Religionswissenschaft

Autor/Hrsg.:

Kalbarczyk, Nora

Titel/Untertitel:

Sprachphilosophie in der islamischen Rechtstheorie. Zur avicennischen Klassifikation der Bezeichnung bei Faḫr ad-Dīn ar-Rāzī (gest. 1210).

Verlag:

Leiden u. a.: Brill 2018. 292 S. = Islamic Philosophy, Theology and Science. Texts and Studies, 103. Geb. EUR 99,00. ISBN 978-90-04-36632-9.

Rezensent:

Tilman Nagel

Seit der Wende zum 9. Jh. n. Chr. gewinnt in der islamischen Welt die Überzeugung die Oberhand, dass das Recht sich nicht an innerweltlichen Kriterien und an dem diese durchdringenden juris-tischen Sachverstand ausrichten dürfe. Es müsse vielmehr dem Gesetzeswillen Allahs Genüge tun, der unmittelbar im Koran und mittelbar im Hadith vorliege. Rechtsgelehrsamkeit wandelt sich zur Suche nach Einsicht, arabisch fiqh, in die normativen Mitteilungen der beiden genannten Quellengattungen. Deren diesbezügliche Aussagen sind naturgemäß begrenzt, wohingegen die Zahl der juristisch zu bewertenden Sachverhalte unbegrenzbar ist. Bis zum Ende des 11. Jh.s hoffte man, dieses Problem vorzugsweise mit Analogieschlüssen zu lösen, musste sich freilich eingestehen, d ass deren Ergebnisse äußerst widersprüchlich ausfallen konn-ten. Da lag es nahe, Hilfe bei der auf Aristoteles zurückgehenden Sprachphilosophie zu suchen. Diese war von Avicenna (gest. 1037) bearbeitet worden. Unter den Rechtsgelehrten, die sie aufgriffen und ihren Zielen anpassten, ragt Faḫr ad-Dīn ar-Rāzī hervor. Seinem diesbezüglichen Schaffen ist die vorliegende Doktorarbeit gewidmet.
Des Näheren untersucht Nora Kalbarczyk die wichtigste Frage dieses Themenkreises, die Frage danach, was ein Wort bzw. eine in Sprache gefasste Sinneinheit bezeichne.

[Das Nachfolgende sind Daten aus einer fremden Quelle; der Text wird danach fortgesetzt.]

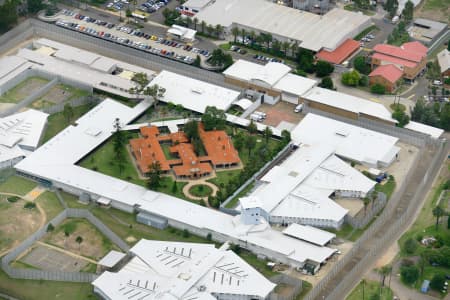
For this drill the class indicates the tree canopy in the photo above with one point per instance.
(214, 118)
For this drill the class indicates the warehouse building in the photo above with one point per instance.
(174, 270)
(309, 30)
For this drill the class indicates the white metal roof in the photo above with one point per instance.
(55, 161)
(349, 141)
(430, 130)
(194, 94)
(174, 270)
(111, 259)
(310, 30)
(294, 84)
(444, 60)
(309, 234)
(269, 74)
(349, 103)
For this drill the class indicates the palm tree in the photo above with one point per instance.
(235, 33)
(203, 24)
(195, 23)
(438, 212)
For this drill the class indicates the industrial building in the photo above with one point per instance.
(173, 270)
(55, 164)
(309, 30)
(20, 134)
(426, 31)
(70, 65)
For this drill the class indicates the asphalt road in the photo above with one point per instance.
(421, 172)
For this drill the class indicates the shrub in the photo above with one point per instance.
(29, 205)
(409, 274)
(410, 246)
(378, 89)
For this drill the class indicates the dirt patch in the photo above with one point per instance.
(93, 245)
(48, 259)
(282, 111)
(16, 222)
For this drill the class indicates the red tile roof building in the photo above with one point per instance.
(387, 75)
(410, 58)
(219, 148)
(340, 54)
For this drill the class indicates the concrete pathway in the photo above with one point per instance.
(66, 252)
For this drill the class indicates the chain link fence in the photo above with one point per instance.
(57, 275)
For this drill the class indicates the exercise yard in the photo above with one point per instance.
(94, 244)
(58, 94)
(23, 90)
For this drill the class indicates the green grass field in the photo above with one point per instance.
(23, 90)
(50, 203)
(370, 288)
(57, 122)
(40, 289)
(17, 185)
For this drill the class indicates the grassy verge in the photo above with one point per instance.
(57, 122)
(50, 203)
(40, 289)
(17, 185)
(371, 291)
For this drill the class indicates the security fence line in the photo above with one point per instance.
(354, 275)
(58, 275)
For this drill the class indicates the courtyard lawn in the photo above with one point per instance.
(23, 90)
(371, 291)
(42, 289)
(50, 204)
(57, 122)
(17, 185)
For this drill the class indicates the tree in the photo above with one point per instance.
(267, 133)
(401, 117)
(250, 143)
(34, 6)
(408, 11)
(361, 65)
(79, 240)
(252, 128)
(8, 15)
(214, 118)
(154, 175)
(410, 246)
(409, 274)
(327, 83)
(438, 212)
(324, 68)
(350, 78)
(68, 112)
(437, 282)
(378, 89)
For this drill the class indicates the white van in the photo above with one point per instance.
(256, 117)
(298, 108)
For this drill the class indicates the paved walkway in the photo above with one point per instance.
(66, 252)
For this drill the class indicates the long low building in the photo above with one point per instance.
(54, 164)
(350, 142)
(310, 31)
(176, 271)
(71, 65)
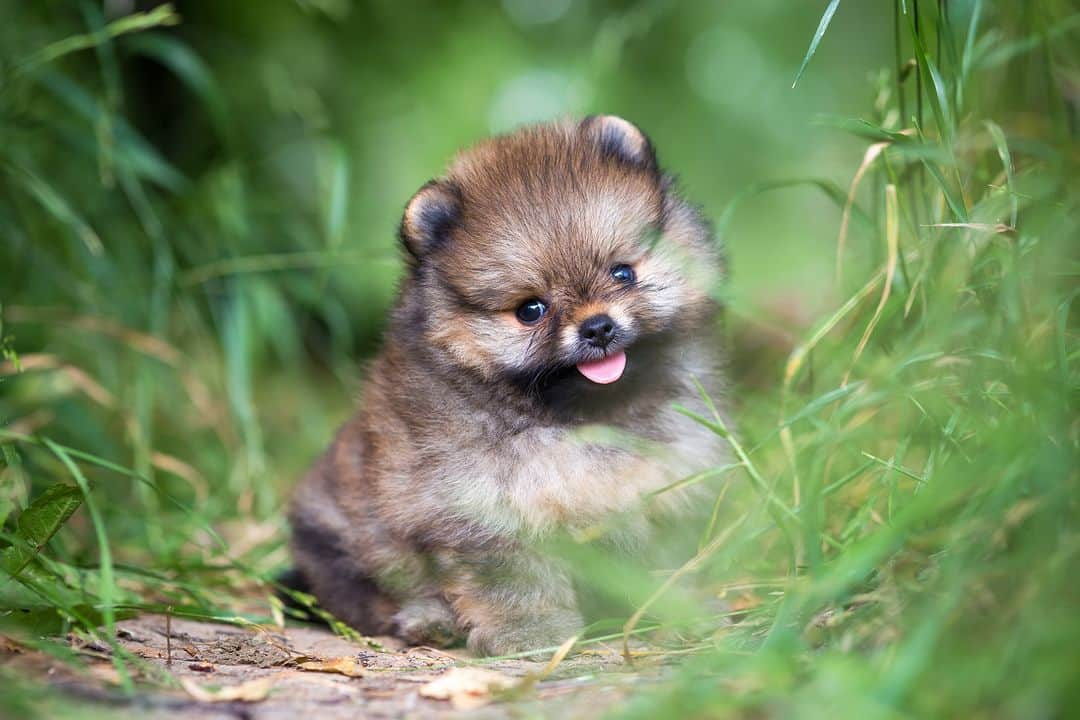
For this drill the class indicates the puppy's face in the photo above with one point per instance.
(557, 258)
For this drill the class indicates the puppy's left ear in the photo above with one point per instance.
(621, 138)
(430, 218)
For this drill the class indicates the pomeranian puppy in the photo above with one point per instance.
(556, 309)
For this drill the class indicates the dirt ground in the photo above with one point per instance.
(228, 671)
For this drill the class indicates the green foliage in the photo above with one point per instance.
(186, 290)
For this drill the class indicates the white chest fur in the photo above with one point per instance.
(548, 478)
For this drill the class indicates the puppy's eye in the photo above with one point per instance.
(623, 273)
(530, 311)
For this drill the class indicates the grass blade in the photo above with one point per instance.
(819, 34)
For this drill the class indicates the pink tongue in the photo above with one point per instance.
(606, 370)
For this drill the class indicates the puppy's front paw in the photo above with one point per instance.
(426, 621)
(518, 634)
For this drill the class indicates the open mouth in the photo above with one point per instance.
(606, 370)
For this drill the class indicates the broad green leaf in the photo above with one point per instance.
(38, 524)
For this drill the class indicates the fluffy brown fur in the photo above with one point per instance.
(476, 435)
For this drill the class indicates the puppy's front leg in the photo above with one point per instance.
(514, 602)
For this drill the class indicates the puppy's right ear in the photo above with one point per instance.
(430, 218)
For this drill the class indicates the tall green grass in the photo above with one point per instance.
(900, 535)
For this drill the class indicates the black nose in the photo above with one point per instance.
(598, 330)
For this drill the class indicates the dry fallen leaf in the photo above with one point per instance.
(467, 688)
(346, 666)
(253, 691)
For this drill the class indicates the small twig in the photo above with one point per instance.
(169, 636)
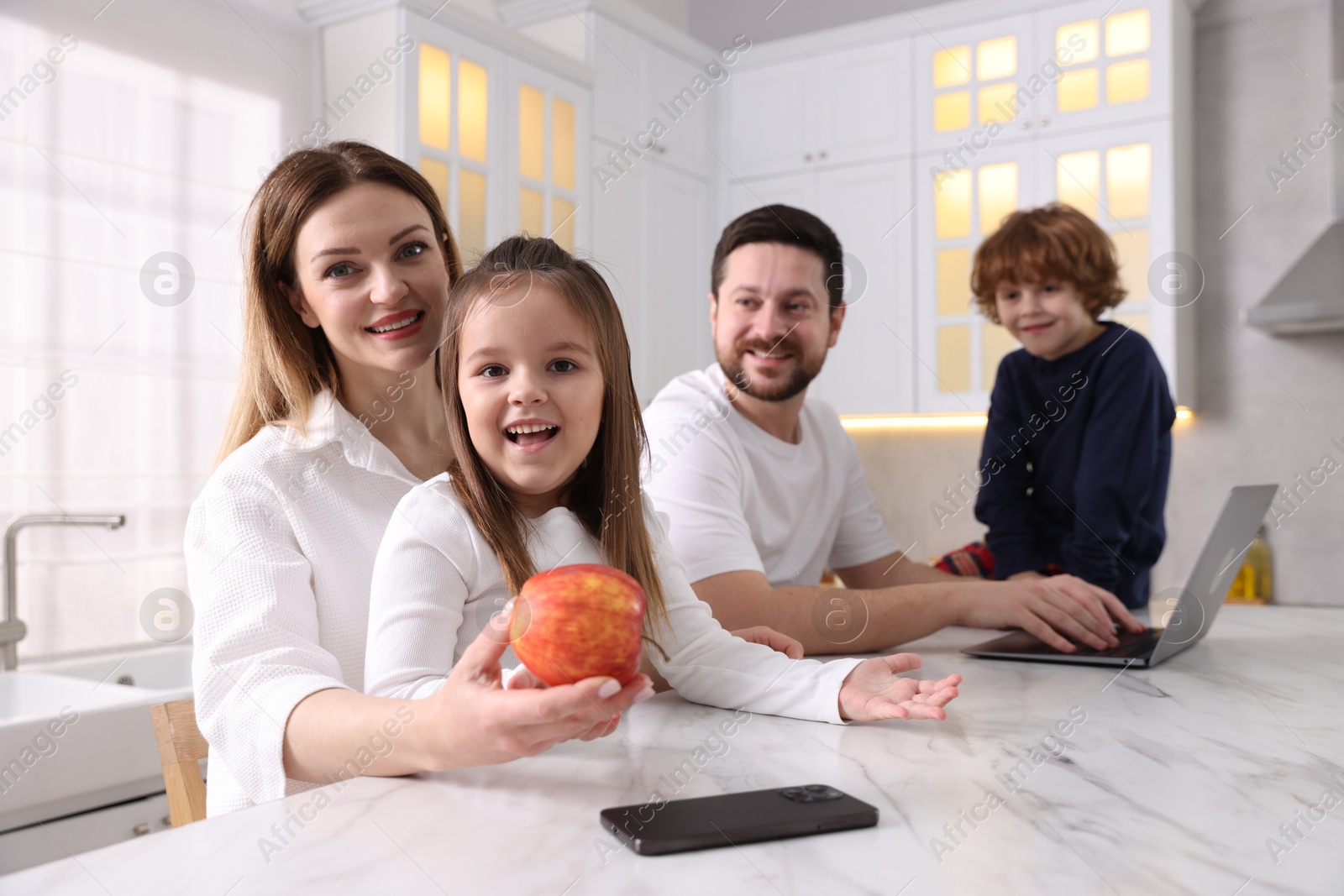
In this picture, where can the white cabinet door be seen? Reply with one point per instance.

Unter Bezugnahme auf Avicenna entfaltet sie ar-Rāzī in seinem rechtstheoretischen Werk: Auf dreierlei Art vermöge ein Wort etwas zu bezeichnen, nämlich in vollständiger Kongruenz mit dem Bezeichneten, sodann gemäß Inklusion und gemäß Implikation. Letztere ist für den fiqh besonders fruchtbar. Ar-Rāzī betont, dass die schariatische Gelehrsamkeit bei der juristischen Erschließung der beiden erwähnten autoritativen Textgattungen den Verstand nutze, aber eben nur im Rahmen ihrer inhaltlichen Vorgaben. Ein von ihnen unabhängiger Einsatz des Verstandes zum Zwecke der Schaffung von »menschengemachten« Rechtsnormen ist nicht gestattet.
Den Kern dieser Dissertation bildet die Auseinandersetzung mit der Passage in ar-Rāzīs rechtstheoretischem Werk, die sich mit der Dreiheit der Wortbezeichnungen beschäftigt. K. übersetzt diese Passage und legt dar, welche Stelle sie innerhalb dieses Werkes einnimmt: Sie ist bei ar-Rāzī zu einem unentbehrlichen Teil des Rüstzeugs des Schariagelehrten geworden. Bei Avicenna, auf dem ar-Rāzī fußt, hatte sie diese Funktion nicht. Sie war vielmehr ein Teilbereich der Logik, um dessen Klärung Avicenna, wie K. zeigen kann, lange rang. Al-Ġazālī (gest. 1111) erkannte die Bedeutung, die die avicennasche Bezeichnungslehre für die Schariagelehrsamkeit habe, wollte die Fachkenner aber noch nicht verpflichten, sie sich anzueignen.
Die Schariagelehrten vor ar-Rāzī stützten sich bei der Erschließung der gottgegebenen Normen auf die Erkenntnisse der Grammatiker. Ar-Rāzī lässt dieses Verfahren nicht fallen; er untermauert es vielmehr durch die avicennasche Lehre, die bei ihm zu einem unaussonderbaren Element der Auslegung der einschlägigen Aussagen von Koran und Hadith wird. Hierbei kann es sich freilich nicht um die Bedeutung einzelner Wörter handeln, sondern in aller Regel um komplexe, »zusammengesetzte« Aussagen.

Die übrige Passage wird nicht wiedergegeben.